The reason LLM providers do this is that whenever a new model is released, people usually look at two things:

• Benchmark performance
• Vibe

Benchmark performance is usually measured on known benchmarks, such as SWE-bench and ARC AGI. Vibe testing is also a way LLMs are often measured by the public (I’m not saying it’s a good way of testing the model, I’m simply saying it happens in practice). The problem with this, however, is that I believe it’s quite simple to impress people with the vibe of a model, because vibe checking tries some very small percentage of the action space for the LLM. You may only be asking it certain questions which are available on the web, or asking it to program an application which the model has already seen 1000 instances of in its training data.

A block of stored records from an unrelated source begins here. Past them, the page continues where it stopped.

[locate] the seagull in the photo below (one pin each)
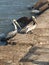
(31, 26)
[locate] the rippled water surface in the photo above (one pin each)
(10, 9)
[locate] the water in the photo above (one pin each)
(13, 9)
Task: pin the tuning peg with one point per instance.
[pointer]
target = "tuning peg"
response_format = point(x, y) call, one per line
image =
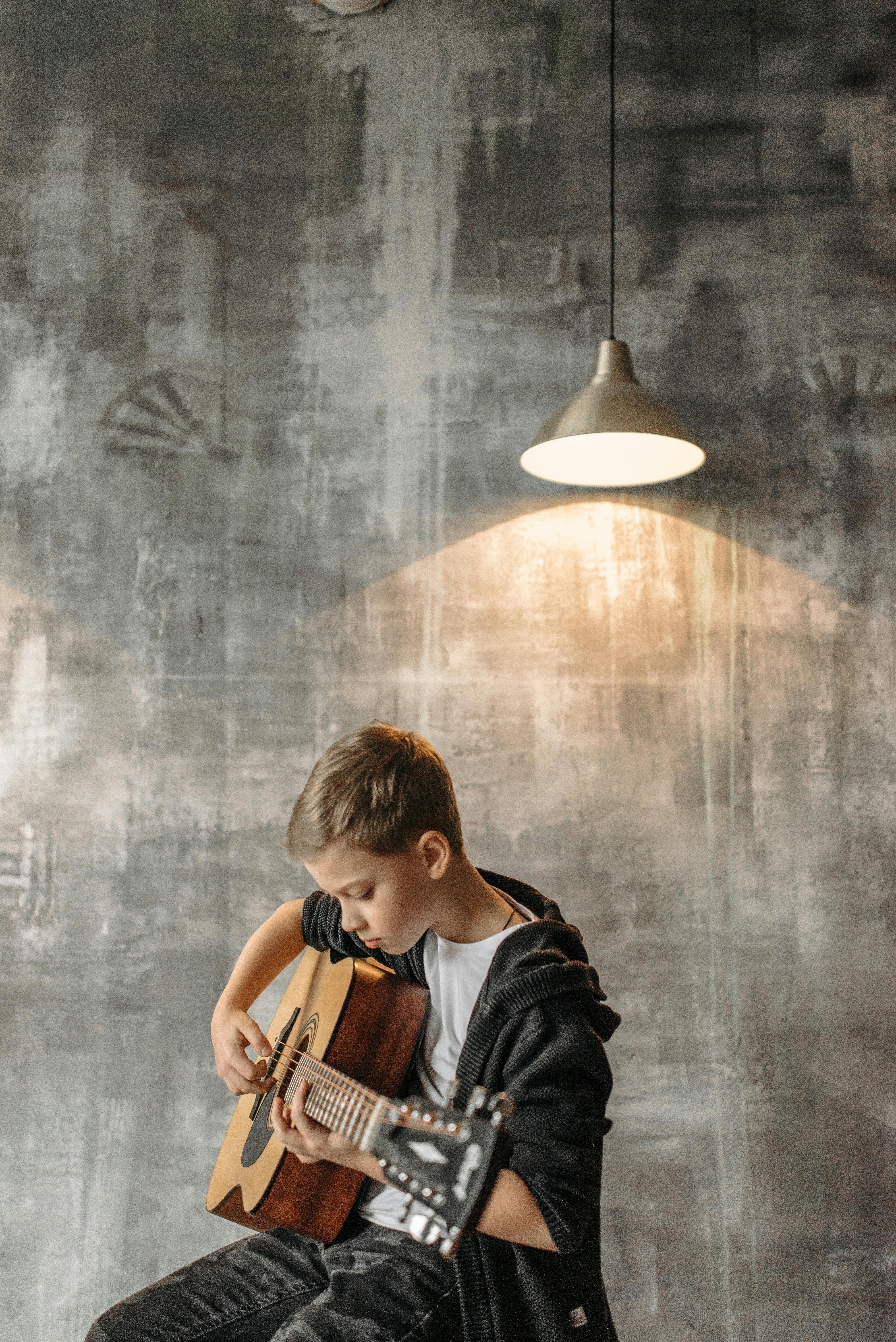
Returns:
point(478, 1098)
point(500, 1108)
point(424, 1228)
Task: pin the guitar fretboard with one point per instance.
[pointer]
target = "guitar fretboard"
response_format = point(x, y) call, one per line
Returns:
point(333, 1100)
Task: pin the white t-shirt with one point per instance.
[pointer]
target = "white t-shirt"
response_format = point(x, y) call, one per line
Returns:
point(455, 973)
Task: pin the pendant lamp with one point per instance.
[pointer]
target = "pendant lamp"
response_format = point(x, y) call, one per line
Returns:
point(614, 434)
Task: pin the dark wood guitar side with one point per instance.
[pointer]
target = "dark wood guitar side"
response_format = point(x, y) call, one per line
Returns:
point(365, 1023)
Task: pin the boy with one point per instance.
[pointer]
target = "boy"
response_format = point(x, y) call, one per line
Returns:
point(516, 1007)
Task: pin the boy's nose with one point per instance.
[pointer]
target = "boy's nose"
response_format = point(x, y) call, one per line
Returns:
point(351, 921)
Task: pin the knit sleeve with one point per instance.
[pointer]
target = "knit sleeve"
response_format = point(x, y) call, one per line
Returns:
point(558, 1074)
point(322, 927)
point(322, 931)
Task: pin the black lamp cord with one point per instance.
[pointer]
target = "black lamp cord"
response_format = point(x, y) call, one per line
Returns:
point(612, 170)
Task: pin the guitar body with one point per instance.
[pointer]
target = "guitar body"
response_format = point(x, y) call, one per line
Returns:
point(364, 1022)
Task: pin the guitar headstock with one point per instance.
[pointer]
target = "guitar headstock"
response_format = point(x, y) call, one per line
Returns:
point(444, 1160)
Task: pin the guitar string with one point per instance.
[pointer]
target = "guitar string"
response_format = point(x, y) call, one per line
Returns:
point(355, 1102)
point(364, 1098)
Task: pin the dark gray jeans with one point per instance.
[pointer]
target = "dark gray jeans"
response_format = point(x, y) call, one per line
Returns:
point(376, 1286)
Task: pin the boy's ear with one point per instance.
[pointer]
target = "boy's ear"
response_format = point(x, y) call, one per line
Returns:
point(435, 851)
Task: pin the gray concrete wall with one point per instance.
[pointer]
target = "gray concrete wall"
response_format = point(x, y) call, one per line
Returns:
point(284, 297)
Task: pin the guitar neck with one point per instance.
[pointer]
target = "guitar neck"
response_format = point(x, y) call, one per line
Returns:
point(333, 1100)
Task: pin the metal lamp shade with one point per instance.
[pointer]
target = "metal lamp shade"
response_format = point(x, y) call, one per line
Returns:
point(614, 434)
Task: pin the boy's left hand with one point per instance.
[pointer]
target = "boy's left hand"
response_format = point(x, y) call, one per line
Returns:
point(310, 1141)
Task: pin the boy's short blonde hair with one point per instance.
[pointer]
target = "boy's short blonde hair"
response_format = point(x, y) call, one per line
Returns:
point(377, 788)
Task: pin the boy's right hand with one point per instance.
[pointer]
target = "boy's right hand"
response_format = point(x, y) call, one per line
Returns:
point(233, 1033)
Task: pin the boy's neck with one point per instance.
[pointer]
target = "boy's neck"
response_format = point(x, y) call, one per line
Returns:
point(466, 906)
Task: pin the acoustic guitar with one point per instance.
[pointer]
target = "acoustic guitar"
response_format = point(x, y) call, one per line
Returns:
point(353, 1031)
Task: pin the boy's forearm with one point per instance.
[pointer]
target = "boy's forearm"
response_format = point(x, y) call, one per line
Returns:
point(513, 1214)
point(268, 952)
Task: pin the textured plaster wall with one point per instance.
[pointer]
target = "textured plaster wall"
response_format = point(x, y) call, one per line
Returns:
point(282, 298)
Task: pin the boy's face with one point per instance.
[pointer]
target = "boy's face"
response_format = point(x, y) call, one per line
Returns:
point(386, 898)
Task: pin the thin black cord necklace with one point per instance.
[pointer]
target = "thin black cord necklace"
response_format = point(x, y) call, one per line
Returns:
point(612, 170)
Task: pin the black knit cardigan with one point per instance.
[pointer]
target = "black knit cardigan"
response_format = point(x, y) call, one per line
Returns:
point(536, 1033)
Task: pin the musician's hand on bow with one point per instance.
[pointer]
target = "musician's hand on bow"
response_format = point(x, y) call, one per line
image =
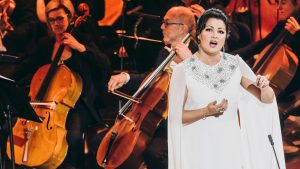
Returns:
point(262, 82)
point(292, 25)
point(182, 52)
point(197, 10)
point(69, 40)
point(116, 81)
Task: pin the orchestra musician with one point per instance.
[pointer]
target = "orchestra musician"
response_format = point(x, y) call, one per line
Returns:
point(177, 22)
point(82, 57)
point(288, 9)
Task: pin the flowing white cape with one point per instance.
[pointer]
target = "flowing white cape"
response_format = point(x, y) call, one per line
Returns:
point(257, 120)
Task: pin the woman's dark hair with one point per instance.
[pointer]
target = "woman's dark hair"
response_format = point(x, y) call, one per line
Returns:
point(67, 11)
point(212, 13)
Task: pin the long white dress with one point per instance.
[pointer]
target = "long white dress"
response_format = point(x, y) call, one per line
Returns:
point(223, 142)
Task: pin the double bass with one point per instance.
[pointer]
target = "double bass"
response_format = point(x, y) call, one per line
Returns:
point(124, 143)
point(54, 90)
point(277, 62)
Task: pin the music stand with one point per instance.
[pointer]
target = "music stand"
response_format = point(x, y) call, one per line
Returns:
point(14, 103)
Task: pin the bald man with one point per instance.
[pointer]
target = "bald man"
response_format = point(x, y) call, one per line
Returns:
point(177, 22)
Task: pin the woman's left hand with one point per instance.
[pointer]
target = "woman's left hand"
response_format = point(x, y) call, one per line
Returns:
point(69, 40)
point(262, 82)
point(292, 25)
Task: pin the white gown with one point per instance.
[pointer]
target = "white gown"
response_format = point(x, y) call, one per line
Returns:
point(220, 142)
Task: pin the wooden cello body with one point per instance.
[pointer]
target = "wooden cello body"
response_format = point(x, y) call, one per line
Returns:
point(44, 145)
point(125, 142)
point(280, 68)
point(133, 136)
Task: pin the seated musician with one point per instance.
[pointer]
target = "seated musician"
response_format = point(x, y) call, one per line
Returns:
point(82, 57)
point(287, 11)
point(177, 22)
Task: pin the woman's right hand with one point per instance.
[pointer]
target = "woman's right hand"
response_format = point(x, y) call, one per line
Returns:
point(214, 109)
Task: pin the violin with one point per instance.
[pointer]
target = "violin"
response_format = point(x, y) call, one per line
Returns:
point(124, 143)
point(54, 90)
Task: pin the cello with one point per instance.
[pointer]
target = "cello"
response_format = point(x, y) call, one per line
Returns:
point(277, 62)
point(54, 90)
point(124, 143)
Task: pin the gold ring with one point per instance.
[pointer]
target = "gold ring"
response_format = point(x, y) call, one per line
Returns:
point(221, 110)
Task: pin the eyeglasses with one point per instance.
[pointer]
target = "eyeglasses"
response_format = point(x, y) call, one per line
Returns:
point(166, 23)
point(58, 19)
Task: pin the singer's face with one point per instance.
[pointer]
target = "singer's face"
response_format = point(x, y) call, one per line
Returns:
point(58, 21)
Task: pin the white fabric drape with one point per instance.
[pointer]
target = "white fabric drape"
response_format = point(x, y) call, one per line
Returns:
point(257, 121)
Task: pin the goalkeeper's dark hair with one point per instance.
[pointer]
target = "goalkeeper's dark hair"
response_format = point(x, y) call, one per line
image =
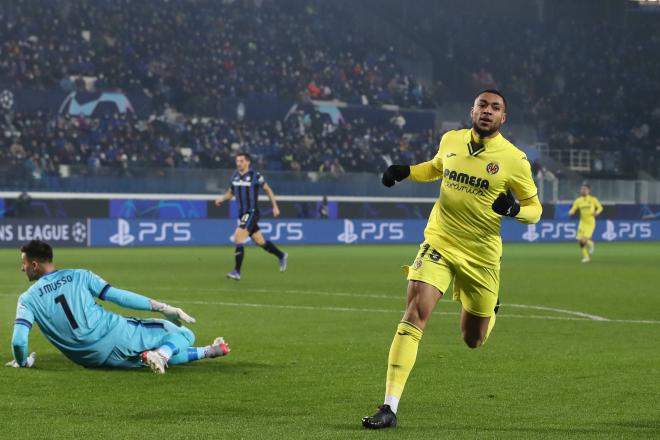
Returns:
point(494, 92)
point(38, 250)
point(246, 156)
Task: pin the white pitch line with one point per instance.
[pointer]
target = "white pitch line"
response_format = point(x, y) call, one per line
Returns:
point(351, 309)
point(551, 309)
point(577, 316)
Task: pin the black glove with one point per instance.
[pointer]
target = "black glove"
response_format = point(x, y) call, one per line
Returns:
point(395, 173)
point(506, 204)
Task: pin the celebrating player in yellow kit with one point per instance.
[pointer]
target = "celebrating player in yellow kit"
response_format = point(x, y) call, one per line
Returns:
point(589, 208)
point(479, 168)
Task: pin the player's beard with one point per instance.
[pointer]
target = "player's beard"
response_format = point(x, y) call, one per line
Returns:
point(485, 132)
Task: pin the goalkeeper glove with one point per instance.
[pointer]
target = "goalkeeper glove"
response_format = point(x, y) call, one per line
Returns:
point(395, 173)
point(174, 314)
point(506, 204)
point(29, 362)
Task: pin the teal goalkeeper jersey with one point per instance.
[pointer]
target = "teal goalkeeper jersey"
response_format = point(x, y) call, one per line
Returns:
point(62, 304)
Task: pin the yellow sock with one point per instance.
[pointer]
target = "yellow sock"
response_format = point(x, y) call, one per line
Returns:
point(403, 354)
point(491, 324)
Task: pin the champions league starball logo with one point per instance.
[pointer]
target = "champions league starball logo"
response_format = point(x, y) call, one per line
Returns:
point(6, 100)
point(79, 232)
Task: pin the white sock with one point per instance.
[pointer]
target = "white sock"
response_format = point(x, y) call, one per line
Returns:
point(393, 402)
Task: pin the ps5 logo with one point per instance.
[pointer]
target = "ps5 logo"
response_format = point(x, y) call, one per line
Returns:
point(377, 231)
point(626, 230)
point(550, 230)
point(291, 231)
point(531, 234)
point(123, 236)
point(151, 231)
point(349, 235)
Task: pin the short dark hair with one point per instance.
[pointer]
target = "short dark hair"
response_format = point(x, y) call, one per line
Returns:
point(38, 250)
point(494, 92)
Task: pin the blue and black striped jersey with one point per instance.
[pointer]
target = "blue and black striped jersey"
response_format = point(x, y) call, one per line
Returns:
point(246, 189)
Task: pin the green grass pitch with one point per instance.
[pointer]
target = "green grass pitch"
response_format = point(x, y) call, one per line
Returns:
point(574, 354)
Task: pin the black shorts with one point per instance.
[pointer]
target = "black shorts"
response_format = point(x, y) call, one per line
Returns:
point(249, 221)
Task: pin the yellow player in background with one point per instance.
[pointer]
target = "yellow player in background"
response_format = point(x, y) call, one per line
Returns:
point(479, 169)
point(589, 208)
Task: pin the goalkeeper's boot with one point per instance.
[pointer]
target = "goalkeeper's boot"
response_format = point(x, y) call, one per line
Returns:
point(220, 347)
point(283, 261)
point(234, 275)
point(156, 361)
point(384, 418)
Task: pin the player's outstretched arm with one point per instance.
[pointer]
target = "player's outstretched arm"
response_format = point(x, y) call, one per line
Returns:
point(526, 211)
point(19, 344)
point(136, 301)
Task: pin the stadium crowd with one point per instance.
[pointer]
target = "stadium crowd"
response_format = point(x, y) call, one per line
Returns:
point(39, 144)
point(578, 91)
point(186, 52)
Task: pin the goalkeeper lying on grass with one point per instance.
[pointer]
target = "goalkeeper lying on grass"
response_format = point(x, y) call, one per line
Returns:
point(62, 304)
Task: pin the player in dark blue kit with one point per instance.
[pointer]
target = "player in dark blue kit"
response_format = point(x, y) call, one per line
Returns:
point(245, 184)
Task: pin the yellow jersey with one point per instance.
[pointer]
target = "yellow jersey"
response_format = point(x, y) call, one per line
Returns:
point(462, 221)
point(589, 208)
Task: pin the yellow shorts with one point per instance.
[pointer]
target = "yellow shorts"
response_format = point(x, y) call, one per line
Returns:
point(585, 231)
point(475, 287)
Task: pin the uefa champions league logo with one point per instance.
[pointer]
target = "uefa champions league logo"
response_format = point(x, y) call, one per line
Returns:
point(6, 99)
point(79, 232)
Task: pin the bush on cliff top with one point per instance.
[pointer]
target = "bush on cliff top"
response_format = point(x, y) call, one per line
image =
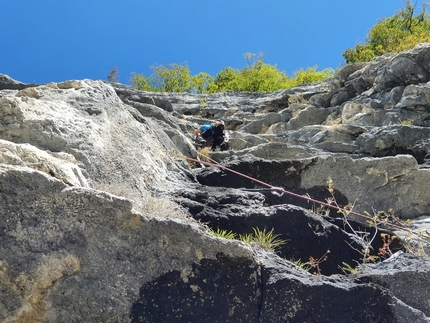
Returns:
point(394, 34)
point(257, 76)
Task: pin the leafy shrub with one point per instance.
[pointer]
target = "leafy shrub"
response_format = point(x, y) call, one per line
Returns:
point(394, 34)
point(257, 76)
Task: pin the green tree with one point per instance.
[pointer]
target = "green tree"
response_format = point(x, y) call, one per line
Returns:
point(394, 34)
point(226, 80)
point(201, 82)
point(142, 83)
point(164, 78)
point(256, 76)
point(171, 78)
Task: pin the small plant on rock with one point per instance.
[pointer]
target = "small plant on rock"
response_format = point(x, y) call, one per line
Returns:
point(268, 240)
point(219, 233)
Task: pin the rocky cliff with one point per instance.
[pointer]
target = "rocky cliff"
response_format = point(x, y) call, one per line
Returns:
point(104, 220)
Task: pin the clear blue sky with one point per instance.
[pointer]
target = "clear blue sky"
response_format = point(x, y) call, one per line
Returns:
point(46, 41)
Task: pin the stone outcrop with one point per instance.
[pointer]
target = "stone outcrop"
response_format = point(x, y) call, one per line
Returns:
point(103, 220)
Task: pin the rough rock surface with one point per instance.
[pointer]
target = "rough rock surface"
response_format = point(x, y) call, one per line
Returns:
point(102, 219)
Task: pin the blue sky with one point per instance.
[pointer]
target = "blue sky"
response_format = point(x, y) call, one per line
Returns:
point(46, 41)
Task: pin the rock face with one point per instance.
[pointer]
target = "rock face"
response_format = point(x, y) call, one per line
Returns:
point(103, 220)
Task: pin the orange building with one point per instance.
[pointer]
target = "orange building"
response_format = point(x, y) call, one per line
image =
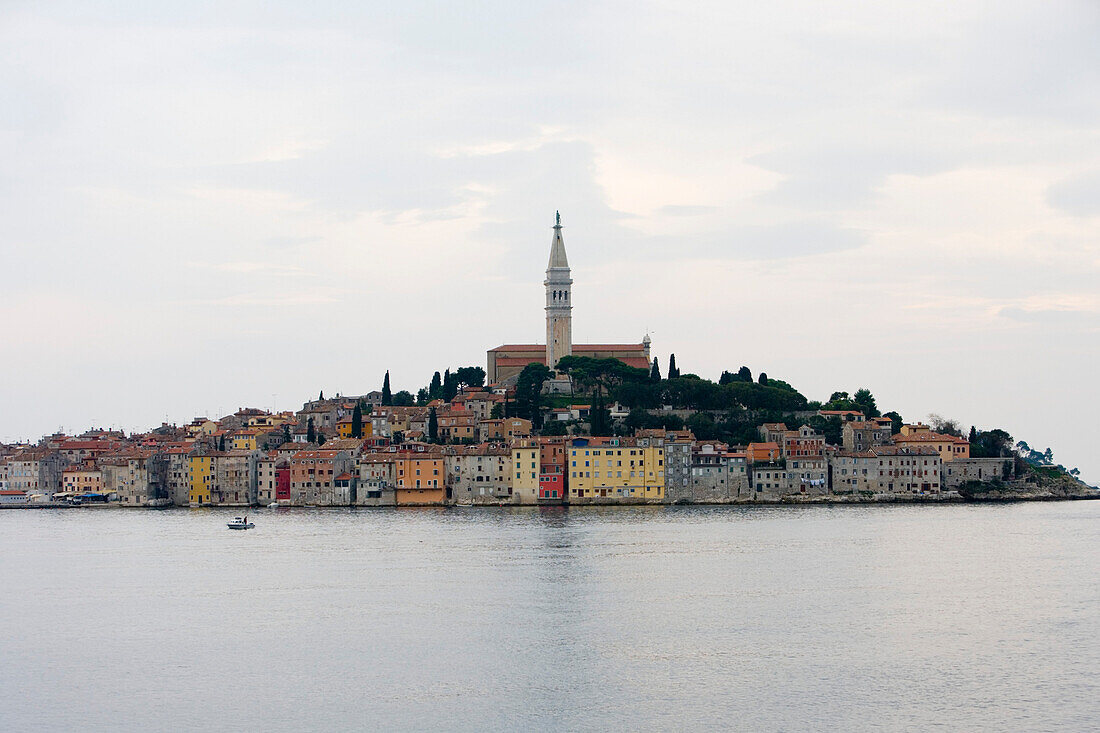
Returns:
point(949, 447)
point(419, 479)
point(762, 452)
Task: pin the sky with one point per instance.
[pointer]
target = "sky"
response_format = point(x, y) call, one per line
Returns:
point(213, 205)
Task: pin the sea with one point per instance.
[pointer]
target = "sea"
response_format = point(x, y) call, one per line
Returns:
point(893, 616)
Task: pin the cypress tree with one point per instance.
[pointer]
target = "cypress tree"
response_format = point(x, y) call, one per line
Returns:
point(450, 385)
point(356, 422)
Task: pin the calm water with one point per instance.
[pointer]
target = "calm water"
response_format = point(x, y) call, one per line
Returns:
point(961, 617)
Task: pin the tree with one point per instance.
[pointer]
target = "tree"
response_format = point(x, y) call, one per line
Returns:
point(991, 444)
point(554, 427)
point(529, 392)
point(703, 426)
point(470, 375)
point(356, 422)
point(945, 426)
point(865, 402)
point(432, 426)
point(895, 422)
point(601, 374)
point(600, 419)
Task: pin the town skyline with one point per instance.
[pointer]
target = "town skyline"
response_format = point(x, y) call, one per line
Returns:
point(895, 198)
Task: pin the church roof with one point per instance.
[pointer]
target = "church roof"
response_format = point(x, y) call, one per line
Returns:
point(558, 258)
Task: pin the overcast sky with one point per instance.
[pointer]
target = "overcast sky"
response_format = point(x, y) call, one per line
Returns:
point(212, 205)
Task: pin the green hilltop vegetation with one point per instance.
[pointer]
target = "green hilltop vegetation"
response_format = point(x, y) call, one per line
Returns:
point(729, 411)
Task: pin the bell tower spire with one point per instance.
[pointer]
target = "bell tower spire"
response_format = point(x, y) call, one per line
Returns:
point(559, 299)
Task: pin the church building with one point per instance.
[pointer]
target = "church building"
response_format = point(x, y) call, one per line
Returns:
point(508, 360)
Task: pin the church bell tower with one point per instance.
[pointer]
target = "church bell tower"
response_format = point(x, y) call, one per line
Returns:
point(559, 301)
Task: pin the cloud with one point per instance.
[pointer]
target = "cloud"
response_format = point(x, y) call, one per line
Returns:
point(253, 267)
point(286, 242)
point(1078, 195)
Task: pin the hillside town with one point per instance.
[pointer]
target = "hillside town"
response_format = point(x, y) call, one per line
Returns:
point(551, 423)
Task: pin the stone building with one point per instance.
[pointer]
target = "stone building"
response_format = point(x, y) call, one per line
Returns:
point(312, 477)
point(507, 361)
point(376, 484)
point(479, 474)
point(35, 471)
point(678, 457)
point(860, 435)
point(960, 470)
point(235, 479)
point(894, 470)
point(717, 476)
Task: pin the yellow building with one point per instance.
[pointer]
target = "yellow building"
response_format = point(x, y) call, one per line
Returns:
point(202, 479)
point(525, 471)
point(615, 468)
point(243, 440)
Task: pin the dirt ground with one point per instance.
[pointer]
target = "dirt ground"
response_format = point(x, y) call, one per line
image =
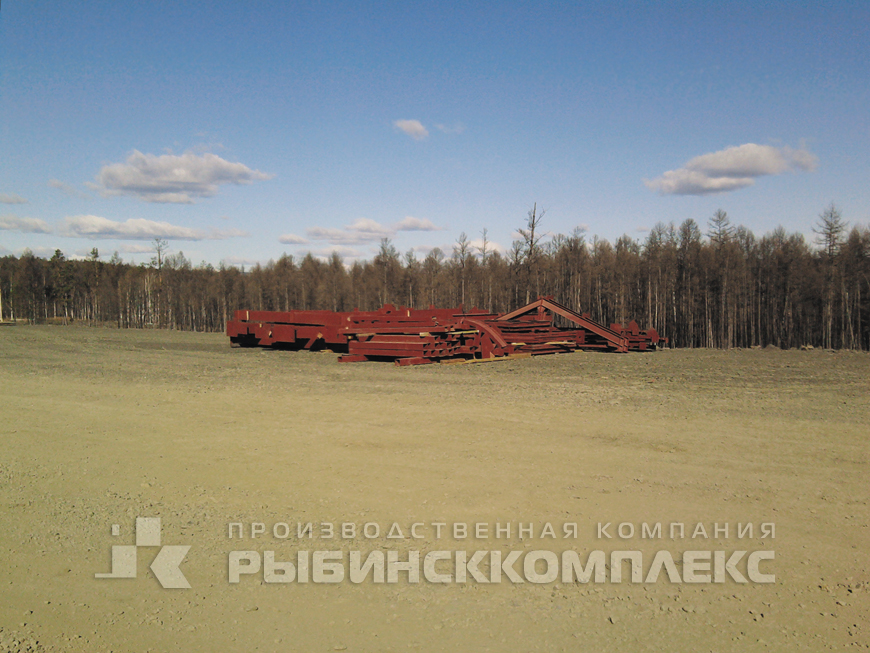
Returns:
point(100, 426)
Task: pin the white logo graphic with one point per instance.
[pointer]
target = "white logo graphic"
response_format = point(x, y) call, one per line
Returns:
point(165, 565)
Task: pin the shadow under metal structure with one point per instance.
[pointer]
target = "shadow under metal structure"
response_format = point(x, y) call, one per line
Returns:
point(446, 335)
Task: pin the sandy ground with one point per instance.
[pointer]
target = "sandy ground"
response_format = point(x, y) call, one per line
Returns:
point(99, 427)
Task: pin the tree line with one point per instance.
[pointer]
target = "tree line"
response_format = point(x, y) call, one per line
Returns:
point(718, 287)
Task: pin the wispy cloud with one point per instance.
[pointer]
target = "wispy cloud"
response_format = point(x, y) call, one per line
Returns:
point(170, 178)
point(66, 189)
point(413, 128)
point(342, 250)
point(93, 226)
point(365, 230)
point(410, 223)
point(731, 169)
point(25, 225)
point(136, 249)
point(491, 246)
point(292, 239)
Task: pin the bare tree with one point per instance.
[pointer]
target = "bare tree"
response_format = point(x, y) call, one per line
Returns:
point(829, 230)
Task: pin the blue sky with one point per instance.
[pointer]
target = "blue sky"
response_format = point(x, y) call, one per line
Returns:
point(241, 131)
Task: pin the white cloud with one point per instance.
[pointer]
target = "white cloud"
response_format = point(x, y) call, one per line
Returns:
point(292, 239)
point(93, 226)
point(491, 246)
point(411, 223)
point(25, 225)
point(136, 249)
point(731, 169)
point(66, 188)
point(171, 178)
point(413, 128)
point(342, 250)
point(239, 261)
point(38, 252)
point(365, 230)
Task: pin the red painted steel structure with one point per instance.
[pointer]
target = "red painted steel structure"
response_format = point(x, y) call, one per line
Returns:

Thus, what you should do is to have a benchmark on your own, for example, an in-house dataset that has not been leaked to the internet. Then you can benchmark which LLM works best for your use case and prioritize using this LLM.

Conclusion

In this article, I have discussed LLM benchmarks and why they are important for comparing LLMs. I have introduced you to the newly released ARC AGI 3 benchmark. This benchmark is super interesting considering humans are easily able to complete some of the tasks, while frontier models score 0%. This thus represents a task where human intelligence still outperforms LLMs.

As we advance, I believe we will see rapid improvements in LLM performance on ARC AGI 3, though I hope this will not be the result of benchmark chasing, but rather the intelligence improvement of LLMs.